Arham: Jangan Bebani Sekolah dengan Urusan Dapur, Pengelolaan MBG Serahkan ke Ahlinya
Ia menilai Satuan Pelayanan Pemenuhan Gizi (SPPG) beserta tenaga profesional yang memiliki kompetensi terkait merupakan bagian penting dalam memastikan standar tersebut dapat dipenuhi.
Menurut Arham, pembagian kewenangan yang jelas akan membuat pelaksanaan MBG lebih efektif. Pihak profesional menangani aspek pemenuhan gizi dan keamanan pangan, sedangkan sekolah tetap menjalankan fungsi utamanya sebagai lembaga pendidikan.
Arham menyebut keterlibatan sekolah tetap diperlukan, terutama dalam koordinasi dan memastikan makanan diterima peserta didik. Namun, hal tersebut berbeda dengan menjadikan sekolah sebagai pengelola utama seluruh proses MBG.
“Kalau guru harus memikirkan belanja bahan makanan, mencari pemasok, mengatur dapur, mengawasi proses memasak, sampai persoalan distribusi, kapan mereka punya waktu yang cukup untuk fokus mendidik anak?” katanya.
Ia menilai pembagian tugas berdasarkan kompetensi merupakan prinsip penting dalam menjalankan program berskala nasional.
“Guru punya keahlian mendidik. Ahli gizi punya keahlian dalam pemenuhan gizi. Pengelola pangan punya keahlian dalam penyediaan makanan. Semua harus bekerja sesuai bidangnya,” tambah Arham.
Selain persoalan pendidikan dan gizi, Arham melihat MBG memiliki peluang besar untuk menjadi penggerak ekonomi masyarakat apabila rantai pasoknya dikelola dengan baik.
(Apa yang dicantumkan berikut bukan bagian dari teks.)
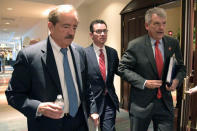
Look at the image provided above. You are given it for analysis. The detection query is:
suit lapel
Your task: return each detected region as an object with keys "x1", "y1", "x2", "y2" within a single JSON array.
[
  {"x1": 89, "y1": 44, "x2": 102, "y2": 77},
  {"x1": 145, "y1": 35, "x2": 158, "y2": 75},
  {"x1": 69, "y1": 44, "x2": 83, "y2": 98},
  {"x1": 105, "y1": 46, "x2": 112, "y2": 81},
  {"x1": 41, "y1": 38, "x2": 62, "y2": 92}
]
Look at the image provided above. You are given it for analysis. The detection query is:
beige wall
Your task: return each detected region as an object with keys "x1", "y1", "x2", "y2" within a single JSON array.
[{"x1": 165, "y1": 7, "x2": 181, "y2": 36}]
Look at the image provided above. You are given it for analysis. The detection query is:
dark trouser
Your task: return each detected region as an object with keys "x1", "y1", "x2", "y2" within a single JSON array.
[
  {"x1": 100, "y1": 94, "x2": 116, "y2": 131},
  {"x1": 130, "y1": 99, "x2": 174, "y2": 131},
  {"x1": 62, "y1": 106, "x2": 88, "y2": 131}
]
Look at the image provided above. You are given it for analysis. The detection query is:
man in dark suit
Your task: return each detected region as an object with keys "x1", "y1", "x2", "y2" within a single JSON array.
[
  {"x1": 85, "y1": 20, "x2": 119, "y2": 131},
  {"x1": 118, "y1": 7, "x2": 185, "y2": 131},
  {"x1": 6, "y1": 5, "x2": 97, "y2": 131}
]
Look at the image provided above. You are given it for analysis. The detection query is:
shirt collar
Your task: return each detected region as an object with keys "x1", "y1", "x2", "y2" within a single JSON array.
[
  {"x1": 93, "y1": 43, "x2": 105, "y2": 52},
  {"x1": 49, "y1": 36, "x2": 69, "y2": 52}
]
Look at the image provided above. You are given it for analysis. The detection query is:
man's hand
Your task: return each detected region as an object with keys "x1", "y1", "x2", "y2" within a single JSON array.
[
  {"x1": 185, "y1": 86, "x2": 197, "y2": 95},
  {"x1": 145, "y1": 80, "x2": 162, "y2": 89},
  {"x1": 90, "y1": 113, "x2": 99, "y2": 126},
  {"x1": 38, "y1": 102, "x2": 63, "y2": 119},
  {"x1": 166, "y1": 79, "x2": 179, "y2": 91}
]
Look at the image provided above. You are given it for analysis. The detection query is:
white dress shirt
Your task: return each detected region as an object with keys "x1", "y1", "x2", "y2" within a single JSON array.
[
  {"x1": 93, "y1": 43, "x2": 108, "y2": 78},
  {"x1": 49, "y1": 37, "x2": 80, "y2": 113}
]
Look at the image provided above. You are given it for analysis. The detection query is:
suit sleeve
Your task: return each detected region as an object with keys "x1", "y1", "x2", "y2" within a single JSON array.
[
  {"x1": 5, "y1": 51, "x2": 40, "y2": 117},
  {"x1": 114, "y1": 51, "x2": 120, "y2": 76},
  {"x1": 77, "y1": 48, "x2": 97, "y2": 114},
  {"x1": 175, "y1": 41, "x2": 186, "y2": 86},
  {"x1": 118, "y1": 43, "x2": 145, "y2": 89}
]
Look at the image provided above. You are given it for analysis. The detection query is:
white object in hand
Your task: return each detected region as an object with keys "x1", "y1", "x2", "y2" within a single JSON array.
[{"x1": 55, "y1": 95, "x2": 64, "y2": 118}]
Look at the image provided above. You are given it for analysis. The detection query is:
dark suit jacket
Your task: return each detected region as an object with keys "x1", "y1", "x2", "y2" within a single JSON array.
[
  {"x1": 85, "y1": 44, "x2": 119, "y2": 115},
  {"x1": 5, "y1": 39, "x2": 96, "y2": 131},
  {"x1": 118, "y1": 35, "x2": 186, "y2": 118}
]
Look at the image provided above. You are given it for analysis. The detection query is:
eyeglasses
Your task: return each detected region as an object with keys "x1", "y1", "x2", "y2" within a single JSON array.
[{"x1": 94, "y1": 29, "x2": 108, "y2": 34}]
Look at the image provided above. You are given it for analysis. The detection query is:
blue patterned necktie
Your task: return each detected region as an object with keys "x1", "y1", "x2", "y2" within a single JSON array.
[{"x1": 60, "y1": 48, "x2": 78, "y2": 117}]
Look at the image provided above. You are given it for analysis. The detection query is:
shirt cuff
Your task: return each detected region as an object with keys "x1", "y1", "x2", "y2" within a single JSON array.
[
  {"x1": 36, "y1": 104, "x2": 42, "y2": 117},
  {"x1": 142, "y1": 80, "x2": 147, "y2": 90}
]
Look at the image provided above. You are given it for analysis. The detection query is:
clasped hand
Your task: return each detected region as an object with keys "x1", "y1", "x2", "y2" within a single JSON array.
[{"x1": 145, "y1": 79, "x2": 179, "y2": 91}]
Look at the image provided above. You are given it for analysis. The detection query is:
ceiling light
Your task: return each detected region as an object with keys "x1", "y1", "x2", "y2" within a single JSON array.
[
  {"x1": 5, "y1": 22, "x2": 10, "y2": 25},
  {"x1": 7, "y1": 8, "x2": 13, "y2": 11},
  {"x1": 42, "y1": 9, "x2": 51, "y2": 16}
]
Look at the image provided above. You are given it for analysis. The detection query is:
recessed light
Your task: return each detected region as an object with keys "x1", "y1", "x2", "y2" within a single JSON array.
[
  {"x1": 7, "y1": 8, "x2": 13, "y2": 11},
  {"x1": 5, "y1": 22, "x2": 10, "y2": 25}
]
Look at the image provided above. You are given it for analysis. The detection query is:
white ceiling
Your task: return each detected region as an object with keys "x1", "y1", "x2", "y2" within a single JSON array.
[{"x1": 0, "y1": 0, "x2": 95, "y2": 42}]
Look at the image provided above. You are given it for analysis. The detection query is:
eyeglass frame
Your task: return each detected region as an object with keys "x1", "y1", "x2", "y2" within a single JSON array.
[{"x1": 93, "y1": 29, "x2": 109, "y2": 35}]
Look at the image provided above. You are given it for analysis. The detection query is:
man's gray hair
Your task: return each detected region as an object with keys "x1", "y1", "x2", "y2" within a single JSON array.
[
  {"x1": 48, "y1": 5, "x2": 78, "y2": 25},
  {"x1": 145, "y1": 7, "x2": 167, "y2": 24}
]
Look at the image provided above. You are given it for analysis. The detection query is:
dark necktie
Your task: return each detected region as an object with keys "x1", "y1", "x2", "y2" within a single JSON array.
[
  {"x1": 99, "y1": 49, "x2": 106, "y2": 81},
  {"x1": 155, "y1": 40, "x2": 163, "y2": 99},
  {"x1": 60, "y1": 48, "x2": 78, "y2": 117}
]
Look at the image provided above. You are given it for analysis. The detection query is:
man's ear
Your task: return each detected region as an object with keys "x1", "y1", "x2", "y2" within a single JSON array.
[
  {"x1": 48, "y1": 22, "x2": 54, "y2": 32},
  {"x1": 89, "y1": 32, "x2": 93, "y2": 38},
  {"x1": 144, "y1": 23, "x2": 149, "y2": 30}
]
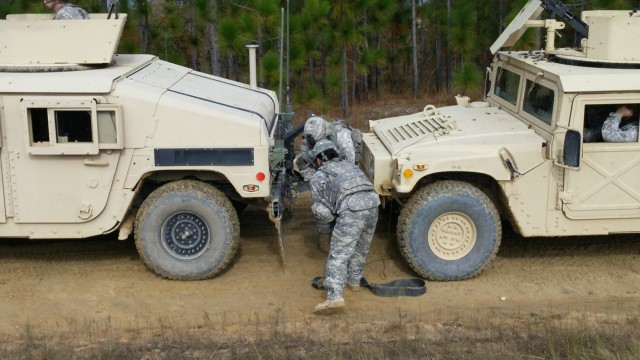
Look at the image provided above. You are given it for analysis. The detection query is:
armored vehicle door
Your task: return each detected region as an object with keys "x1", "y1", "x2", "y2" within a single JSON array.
[
  {"x1": 560, "y1": 94, "x2": 640, "y2": 219},
  {"x1": 9, "y1": 96, "x2": 123, "y2": 223}
]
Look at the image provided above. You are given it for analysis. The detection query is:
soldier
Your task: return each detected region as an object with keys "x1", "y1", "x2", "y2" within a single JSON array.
[
  {"x1": 310, "y1": 139, "x2": 380, "y2": 313},
  {"x1": 602, "y1": 105, "x2": 638, "y2": 142},
  {"x1": 44, "y1": 0, "x2": 89, "y2": 20},
  {"x1": 296, "y1": 116, "x2": 356, "y2": 253}
]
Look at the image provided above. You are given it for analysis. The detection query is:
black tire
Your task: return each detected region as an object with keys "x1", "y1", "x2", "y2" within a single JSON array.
[
  {"x1": 135, "y1": 180, "x2": 240, "y2": 280},
  {"x1": 397, "y1": 181, "x2": 502, "y2": 281}
]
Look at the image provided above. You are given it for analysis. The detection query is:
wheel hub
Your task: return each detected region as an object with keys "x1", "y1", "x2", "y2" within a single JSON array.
[
  {"x1": 162, "y1": 213, "x2": 211, "y2": 259},
  {"x1": 427, "y1": 212, "x2": 478, "y2": 260}
]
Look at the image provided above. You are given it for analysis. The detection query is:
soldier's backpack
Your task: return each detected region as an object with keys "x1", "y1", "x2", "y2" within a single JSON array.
[{"x1": 329, "y1": 120, "x2": 362, "y2": 164}]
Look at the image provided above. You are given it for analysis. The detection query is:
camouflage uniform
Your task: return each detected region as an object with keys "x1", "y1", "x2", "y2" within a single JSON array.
[
  {"x1": 53, "y1": 4, "x2": 89, "y2": 20},
  {"x1": 310, "y1": 159, "x2": 380, "y2": 300},
  {"x1": 602, "y1": 112, "x2": 638, "y2": 142},
  {"x1": 300, "y1": 116, "x2": 356, "y2": 181},
  {"x1": 300, "y1": 116, "x2": 356, "y2": 243}
]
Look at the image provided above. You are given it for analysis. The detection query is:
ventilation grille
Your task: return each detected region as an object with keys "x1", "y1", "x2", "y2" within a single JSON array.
[{"x1": 382, "y1": 115, "x2": 457, "y2": 145}]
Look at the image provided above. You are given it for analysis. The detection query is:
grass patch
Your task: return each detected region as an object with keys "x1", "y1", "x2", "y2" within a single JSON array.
[{"x1": 0, "y1": 312, "x2": 640, "y2": 360}]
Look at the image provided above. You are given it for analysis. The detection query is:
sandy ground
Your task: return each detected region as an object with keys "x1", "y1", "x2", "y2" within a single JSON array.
[{"x1": 0, "y1": 193, "x2": 640, "y2": 342}]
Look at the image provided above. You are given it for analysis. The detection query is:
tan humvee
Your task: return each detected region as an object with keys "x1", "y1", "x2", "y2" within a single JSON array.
[
  {"x1": 0, "y1": 14, "x2": 288, "y2": 279},
  {"x1": 361, "y1": 0, "x2": 640, "y2": 280}
]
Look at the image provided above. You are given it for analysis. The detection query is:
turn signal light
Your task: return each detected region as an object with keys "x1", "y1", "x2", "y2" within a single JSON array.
[{"x1": 242, "y1": 185, "x2": 260, "y2": 192}]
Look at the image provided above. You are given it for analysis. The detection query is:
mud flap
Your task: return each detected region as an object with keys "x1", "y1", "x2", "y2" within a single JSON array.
[{"x1": 268, "y1": 170, "x2": 287, "y2": 268}]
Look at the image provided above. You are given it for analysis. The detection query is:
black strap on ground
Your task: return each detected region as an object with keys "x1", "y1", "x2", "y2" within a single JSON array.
[{"x1": 311, "y1": 276, "x2": 427, "y2": 297}]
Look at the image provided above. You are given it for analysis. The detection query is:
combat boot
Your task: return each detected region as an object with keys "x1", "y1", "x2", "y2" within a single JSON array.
[{"x1": 318, "y1": 234, "x2": 331, "y2": 254}]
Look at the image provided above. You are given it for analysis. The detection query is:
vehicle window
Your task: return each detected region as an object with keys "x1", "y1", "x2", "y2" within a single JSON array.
[
  {"x1": 29, "y1": 108, "x2": 49, "y2": 145},
  {"x1": 98, "y1": 110, "x2": 118, "y2": 144},
  {"x1": 523, "y1": 80, "x2": 555, "y2": 125},
  {"x1": 55, "y1": 109, "x2": 93, "y2": 143},
  {"x1": 582, "y1": 103, "x2": 640, "y2": 143},
  {"x1": 494, "y1": 68, "x2": 520, "y2": 105}
]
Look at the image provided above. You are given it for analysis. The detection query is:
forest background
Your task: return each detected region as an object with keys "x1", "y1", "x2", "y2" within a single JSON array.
[{"x1": 0, "y1": 0, "x2": 637, "y2": 117}]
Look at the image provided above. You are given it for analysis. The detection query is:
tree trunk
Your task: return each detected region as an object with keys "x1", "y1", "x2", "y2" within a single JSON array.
[
  {"x1": 207, "y1": 0, "x2": 222, "y2": 76},
  {"x1": 411, "y1": 0, "x2": 420, "y2": 99},
  {"x1": 341, "y1": 45, "x2": 349, "y2": 117}
]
Program tersebut, menurutnya, dapat membuka ruang bagi UMKM lokal, pedagang, petani, peternak, dan nelayan untuk menjadi bagian dari rantai penyediaan bahan pangan.
“Kalau bahan baku diprioritaskan dari daerah sekitar, maka uang yang berputar dari program MBG juga dapat dirasakan masyarakat. Petani bisa menjual hasil pertanian, peternak mendapatkan pasar, nelayan memiliki pembeli, dan UMKM lokal ikut tumbuh,” jelasnya.
Karena itu, ia berharap pengelolaan MBG tidak hanya berorientasi pada distribusi makanan, tetapi juga memperhatikan bagaimana program tersebut dapat memberikan multiplier effect bagi perekonomian daerah.
Arham kembali menekankan pentingnya mengembalikan sekolah pada fungsi utamanya sebagai pusat pendidikan.
Menurutnya, keberadaan program MBG seharusnya memperkuat kualitas generasi muda, bukan menambah beban administratif dan operasional sekolah.
“Tujuan kita sama, yaitu memastikan anak-anak mendapatkan gizi yang baik dan pendidikan yang berkualitas. Karena itu, jangan mempertentangkan keduanya. Biarkan sekolah fokus mendidik, sementara urusan pemenuhan gizi ditangani oleh pihak yang memang ahli,” tegasnya.
Ia berharap pemerintah terus melakukan evaluasi terhadap tata kelola MBG agar pelaksanaannya semakin profesional, transparan, aman, dan tepat sasaran.
“Yang paling penting adalah anak-anak mendapatkan makanan yang bergizi dan aman, guru tetap fokus mengajar, dan masyarakat sekitar juga mendapatkan manfaat ekonomi. Kalau pembagian tugasnya tepat, semua pihak akan mendapatkan manfaat,” pungkas Arham.